Marine litter, nearly all of it plastic, poses a serious risk to Cornwall’s seals.

Naturally inquisitive, they often play with litter as pups. More than 250 live seals have been observed around the Cornish coast with plastic entangled around their necks.

Since plastic does not rot or biodegrade, the plastic remains in place as the seals get older, growing tighter and tighter as they grow, often cutting right into their flesh and causing open wounds, infections and potentially death. 

Plastic waste affects the whole marine ecosystem, from plankton up to whales, unnecessarily killing and maiming millions of birds, fish, dolphins, turtles and seals that either eat it or become entangled in it.
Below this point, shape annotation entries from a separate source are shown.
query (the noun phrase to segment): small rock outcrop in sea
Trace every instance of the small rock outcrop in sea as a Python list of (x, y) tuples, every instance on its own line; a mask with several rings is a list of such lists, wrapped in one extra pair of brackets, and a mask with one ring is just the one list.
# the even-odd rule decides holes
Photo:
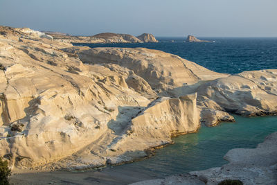
[(231, 76), (160, 51), (77, 47), (44, 35), (0, 26), (0, 157), (11, 167), (132, 161), (197, 132), (199, 121), (277, 112), (276, 69)]
[(209, 42), (208, 40), (201, 40), (193, 35), (188, 35), (186, 42)]
[(143, 33), (136, 37), (143, 42), (158, 42), (152, 34)]
[(276, 184), (276, 141), (277, 132), (274, 132), (256, 148), (232, 149), (224, 157), (229, 163), (222, 167), (169, 176), (165, 179), (143, 181), (132, 185), (219, 184), (226, 179), (240, 180), (245, 185)]

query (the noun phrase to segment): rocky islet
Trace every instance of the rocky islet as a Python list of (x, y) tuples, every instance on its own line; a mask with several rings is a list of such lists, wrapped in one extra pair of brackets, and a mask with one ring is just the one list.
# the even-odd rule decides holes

Please do all you can to protect our ocean creatures by:

  • Cutting out single use disposable plastic (plastic shopping bags, plastic water bottles, plastic straws and cutlery, etc.).
  • Disposing of all plastic properly, cutting through any loops, and recycling where possible.
  • Participating in beach cleans to help remove plastic from our marine environment.

For more expert information on Cornwall’s seals and the threats facing them, visit the Cornwall Seal Group website.

More than 250 live seals around the Cornish coast are living with plastic entangled around their necks.